A Perceptron Based Branch Prediction Study

236381 - VLSI Project

A Perceptron based Branch Prediction study

Under the supervision of Michael Behar

Performed by

314518853 / Apfelbaum Marcel / smarchel@t2
304087547 / Zlotnik Alexander / sip@t2

Table of contents 2

1. Background 3

1.1. Motivation 3

1.2. Introducing the perceptron 3

1.3. The main perceptron advantage – long histories 4

2. Design and algorithms 5

2.1. High level design 5

2.2. Implementation 6

2.2.1. Platform 6

2.2.2. Structures 6

2.3. Main algorithms 7

2.3.1. Lookup function 7

2.3.2. Training function 7

3. Results 8

3.1. Test Settings 8

3.2. Test results 9

4. Conclusions 18

4.1. Based on our results 18

4.2. Future research proposals 18

5. Bibliography 19

1. Background

1.1. Motivation

Branch prediction is one of the main objectives of processor designers for the last 20 years. Branch commands are 20% of assembler commands run by the processor. Correct prediction of a branch command saves time and effort of the processor and high branch prediction rates lead to faster programs execution and better Power Management. Both of these issues are highly "fashionable".

1.2. Introducing the perceptron

A perceptron is a learning device that takes a set of input values and combines them with a set of weights (which are learned through training) to produce an output value.

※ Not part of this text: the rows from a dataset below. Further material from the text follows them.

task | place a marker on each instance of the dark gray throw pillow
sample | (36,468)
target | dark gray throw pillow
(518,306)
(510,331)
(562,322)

In our predictor, each weight represents the degree of correlation between the behavior of a past branch and the behavior of the branch being predicted. Positive weights represent positive correlation, and negative weights represent negative correlation. To make a prediction, each weight contributes in proportion to its magnitude in the following manner. If its corresponding branch was taken, we add the weight; otherwise we subtract the weight. If the resulting sum is positive, we predict taken; otherwise we predict not taken. The perceptrons are trained by an algorithm that increments a weight when the branch outcome agrees with the weight’s correlation and decrements the weight otherwise.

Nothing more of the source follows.